首先是在Nvidia A10 24GB显存上部署的,最后发现会OOM,因此24G是不够用的,后续想办法成功在A100 40G单卡上部署推理成功

2.2 torch和torchvision版本不匹配问题

在作者在JavisDiT的README(2026/7/2)中的requirements文件中指出需要torch2.5.1和torchvision0.21.0,但实际上这两个版本根本不匹配,实际可用版本如下:

python -c "import torch; print('torch:', torch.__version__)" python -c "import torchvision; print('torchvision:', torchvision.__version__)" python -c "import torchaudio; print('torchaudio:', torchaudio.__version__)"

其输出:

torch: 2.5.1+cu121 torchvision: 0.20.1+cu121 torchaudio: 2.5.1+cu121

2.3 flash-attn库下载编译问题

如果按照官方README中的pip install flash-attn --no-build-isolation方式安装,最后会卡在本地编译,而本地编译大概率失败,因此需要想办法下载已经编译好的wheel文件。
此处根据我的cuda版本和torch版本,选择到flash-attn的realease中下载了flash_attn-2.8.0.post2+cu12torch2.5cxx11abiFALSE-cp310-cp310-linux_x86_64.whl该文件,

其安装命令为
pip uninstall -y flash-attnpip install https://github.com/Dao-AILab/flash-attention/releases/download/v2.8.0.post2/flash_attn-2.8.0.post2+cu12torch2.5cxx11abiFALSE-cp310-cp310-linux_x86_64.whl`

2.4 replace文件失败

在作者给出的Installation中的最后一步cp assets/src/funasr_utils_load_utils.py ${PYTHON_SITE_PACKAGES}/funasr/utils/load_utils.py会失败,需要安装FunASR:

pip install funasr

安装完成后再执行:

cp assets/src/funasr_utils_load_utils.py \ $(python -c "from distutils.sysconfig import get_python_lib; print(get_python_lib())")/funasr/utils/load_utils.py

2.5 ModuleNotFoundError: No module named ‘pkg_resources’

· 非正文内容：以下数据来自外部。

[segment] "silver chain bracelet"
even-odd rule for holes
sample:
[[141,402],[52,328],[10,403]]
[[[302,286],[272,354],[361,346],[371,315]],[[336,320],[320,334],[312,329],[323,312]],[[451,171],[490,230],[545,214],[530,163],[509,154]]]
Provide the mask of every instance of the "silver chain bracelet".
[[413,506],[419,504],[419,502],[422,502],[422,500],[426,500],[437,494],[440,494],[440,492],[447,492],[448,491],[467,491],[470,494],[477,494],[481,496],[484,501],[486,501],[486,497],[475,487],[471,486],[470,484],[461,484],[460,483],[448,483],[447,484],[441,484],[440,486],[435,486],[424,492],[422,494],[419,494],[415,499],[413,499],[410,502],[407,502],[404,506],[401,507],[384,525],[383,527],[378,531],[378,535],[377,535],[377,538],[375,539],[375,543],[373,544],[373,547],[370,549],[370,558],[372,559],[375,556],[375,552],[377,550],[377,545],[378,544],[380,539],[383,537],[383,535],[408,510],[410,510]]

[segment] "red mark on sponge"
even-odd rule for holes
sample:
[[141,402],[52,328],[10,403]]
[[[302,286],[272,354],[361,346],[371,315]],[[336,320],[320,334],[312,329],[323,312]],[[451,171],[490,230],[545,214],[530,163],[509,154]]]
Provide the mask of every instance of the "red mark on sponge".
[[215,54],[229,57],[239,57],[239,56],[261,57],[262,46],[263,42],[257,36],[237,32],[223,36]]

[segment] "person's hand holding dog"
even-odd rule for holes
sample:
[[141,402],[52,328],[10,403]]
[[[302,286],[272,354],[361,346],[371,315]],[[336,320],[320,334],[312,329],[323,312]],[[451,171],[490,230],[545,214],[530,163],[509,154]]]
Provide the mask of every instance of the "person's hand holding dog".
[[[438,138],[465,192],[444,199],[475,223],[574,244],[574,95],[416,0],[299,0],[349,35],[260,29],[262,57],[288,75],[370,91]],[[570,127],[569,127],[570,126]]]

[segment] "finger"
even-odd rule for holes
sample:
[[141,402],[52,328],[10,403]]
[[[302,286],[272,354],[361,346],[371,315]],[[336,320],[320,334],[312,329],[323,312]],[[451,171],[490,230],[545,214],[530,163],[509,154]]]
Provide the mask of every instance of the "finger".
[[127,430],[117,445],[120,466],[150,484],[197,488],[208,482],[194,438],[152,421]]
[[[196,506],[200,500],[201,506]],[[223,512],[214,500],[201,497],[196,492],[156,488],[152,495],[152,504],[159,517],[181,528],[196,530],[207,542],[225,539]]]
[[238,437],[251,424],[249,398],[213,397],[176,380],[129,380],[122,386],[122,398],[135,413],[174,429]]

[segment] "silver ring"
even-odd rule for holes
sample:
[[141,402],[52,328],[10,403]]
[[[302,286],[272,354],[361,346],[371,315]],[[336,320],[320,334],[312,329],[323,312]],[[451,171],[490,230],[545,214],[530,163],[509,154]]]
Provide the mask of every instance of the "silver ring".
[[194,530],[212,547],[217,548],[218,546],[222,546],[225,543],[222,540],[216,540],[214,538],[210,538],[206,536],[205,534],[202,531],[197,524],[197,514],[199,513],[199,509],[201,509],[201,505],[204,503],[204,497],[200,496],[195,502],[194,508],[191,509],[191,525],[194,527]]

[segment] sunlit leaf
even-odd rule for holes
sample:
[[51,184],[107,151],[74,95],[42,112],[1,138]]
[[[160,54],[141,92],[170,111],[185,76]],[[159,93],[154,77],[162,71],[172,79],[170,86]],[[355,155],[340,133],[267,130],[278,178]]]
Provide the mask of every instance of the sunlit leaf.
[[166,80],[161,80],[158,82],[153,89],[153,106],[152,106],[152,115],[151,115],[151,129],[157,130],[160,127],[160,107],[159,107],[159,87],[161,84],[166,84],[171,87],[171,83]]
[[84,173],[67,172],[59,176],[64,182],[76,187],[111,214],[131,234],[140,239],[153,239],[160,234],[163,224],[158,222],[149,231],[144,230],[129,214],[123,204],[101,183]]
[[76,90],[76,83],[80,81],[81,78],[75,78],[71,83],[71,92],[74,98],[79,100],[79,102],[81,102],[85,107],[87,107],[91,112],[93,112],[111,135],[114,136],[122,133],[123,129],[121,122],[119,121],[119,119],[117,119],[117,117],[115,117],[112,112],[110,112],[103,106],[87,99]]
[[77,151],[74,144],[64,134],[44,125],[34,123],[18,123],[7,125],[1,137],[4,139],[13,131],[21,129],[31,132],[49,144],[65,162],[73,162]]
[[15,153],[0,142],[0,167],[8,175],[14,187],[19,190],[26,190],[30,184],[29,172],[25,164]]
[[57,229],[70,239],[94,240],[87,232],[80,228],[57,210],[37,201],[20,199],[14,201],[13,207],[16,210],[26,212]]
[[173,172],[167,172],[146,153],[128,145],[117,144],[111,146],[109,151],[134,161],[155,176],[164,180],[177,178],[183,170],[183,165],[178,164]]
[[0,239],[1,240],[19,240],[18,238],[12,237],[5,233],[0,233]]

这个问题非常恶心,原本以为是安装不完全/源文件不完整,导致没有这个模块,后面发现是因为新的setuptools 82已经移除了pkg_resources。因此必须把setuptools降级方能不报错。

pip uninstall setuptools -y pip install setuptools==68.2.2 --no-cache-dir

2.6 HuggingFace下载慢问题

作者给出下载模型权重的命令:

# download JavisDiT weights hf download JavisVerse/JavisDiT-v1.0-jav --local-dir ./checkpoints/JavisDiT-v1.0-jav # download VAEs hf download Wan-AI/Wan2.1-T2V-1.3B --local-dir ./checkpoints/Wan2.1-T2V-1.3B hf download cvssp/audioldm2 --local-dir ./checkpoints/audioldm2

但是国内网络下载极慢,经学长点拨换源到:

export HF_ENDPOINT=https://hf-mirror.com

速度差不多5MB/s,下了一晚上下好了。

2.7 transformers库版本冲突问题

在该项目中,有两个库硬性要求的transformers库版本不同:
javisdit 0.1.0 → transformers4.49.0
colossalai 0.5.0 → transformers4.51.3
直接pip安装会失败,这里以colossalai为重(因为后面推理的时候发现colossalai是必要模块,删不掉,这个库不仅在训练的时候用了,在推理的时候跟什么分布式相关的东西有关,是没办法不下载的)选择保留transformers4.51.3
加参数使得安装忽略依赖就不会报错(但是后续会缺模块,需要手动补):

pip install -v -e . --no-deps

2.8 No module named ‘colossalai’

这个在2.7中已经提到,也是非常的恶心,必须保证transformer库版本是4.51.3才可以安装

2.9 numpy,huggingface_hub,uvicorn版本过高

要求numpy版本不能高于2.0.0:

pip install 'numpy<2.0.0'

huggingface_hub版本也必须低:

huggingface_hub==0.36.2

uvicorn版本也必须低:

uvicorn==0.29.0

2.10 KeyError: ‘Adafactor is already registered in optimizer at torch.optim’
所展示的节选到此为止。